From the elite and imperious Hogwarts, to the brutal hot-house boarding school in If…, popular culture has done a great deal to help people form a peculiar and distinctly coloured idea of what an independent school is like. Elite, exclusive, unwelcoming… the image of independent schools as crusty old insular institutions endures to this day.
But is it in any way fair?
According to the Scottish Council of Independent Schools, independent schools are far more accessible and inclusive than many might think.
Here, we dispel the myths surrounding the popular image of independent schools.
Myth: They’re for rich families
Reality: Children from all kinds of backgrounds attend independent school, and schools are sensitive to the sacrifices many parents make in order to afford their child’s school fees.

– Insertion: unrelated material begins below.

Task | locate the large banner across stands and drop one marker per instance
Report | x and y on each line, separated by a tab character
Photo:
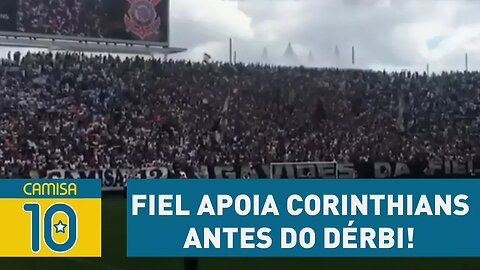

In Scotland, a quarter of the children attending independent schools receive financial assistance with three per cent having all of their fees paid by one school. Bursaries are available to assist families with lower incomes, while scholarships are awarded to children who have demonstrated outstanding academic, sporting or artistic potential, or general excellence.
Myth: They don’t encourage children to be part of community
Reality: Many Scottish independent schools have working relationships with charities, which pupils are enlisted to work with and fundraise for.
Some have educational projects in far-flung countries like Africa and beyond, again working to encourage children to contribute to the world around them.
Pupils are also encouraged to take part in extra-curricular activities that ensure they have a feel for the real world, too, such as community service, the Duke of Edinburgh award and outdoor education.
Myth: They’re for very clever kids
Reality: Independent schools are renowned for having a high level of academic attainment and for a high percentage of pupils going on to university. But that by no means limits the school’s attendees to the academically gifted.
A wide variety of subjects are available, from Latin, to drama, politics to computer science, meaning children can thrive in whatever field they display a passion or aptitude for.
Additionally, being able to achieve qualifications from a variety of examination boards, including Scottish Qualifications Authority exams, GCSEs, A-levels and the International Baccalaureate, is an egalitarian means of encouraging pupils towards success: it allows greater scope for them to turn their interests into qualifications.
Myth: They’re rugby playing boy clubs.
Reality: 49 per cent of all independent school attendees are girls.
And while you can certainly play rugby at independent schools if you want to, it is by no means mandatory or the only extra-curricular activity available. There are myriad sports and activities on offer, including some that you’d struggle to find the opportunity for elsewhere. At Gordounston, for example, pupils spend time crewing the school yacht, while Strathallan has a clay pigeon shooting academy and Kilgraston has an on-site equestrian centre.
Parents are often surprised to learn many independent schools have very strong football teams.
Past-times are not limited to sports, either. Many creative activities are available, from orchestras, drama clubs, musical theatre, to all manner of societies.
Myth: They’re elitist and lack diversity
Reality: You may well end up with a more diverse culture mix at an independent school than a state school: a third of the pupils at independent boarding schools in Scotland are overseas students, hailing from Spain, Germany, Russia, China, among others. There are students and teachers of all ethnic and religious backgrounds. This makes for a vibrant, modern community that reflects the real world and encourages tolerance and understanding of differing cultures.
Myth: They’re impersonal
Reality: It’s quite the opposite. Smaller pupil to teacher ratios (on average, there is one teacher for every eight pupils attending an independent school in Scotland) means that children benefit from close attention and a more personalised learning environment.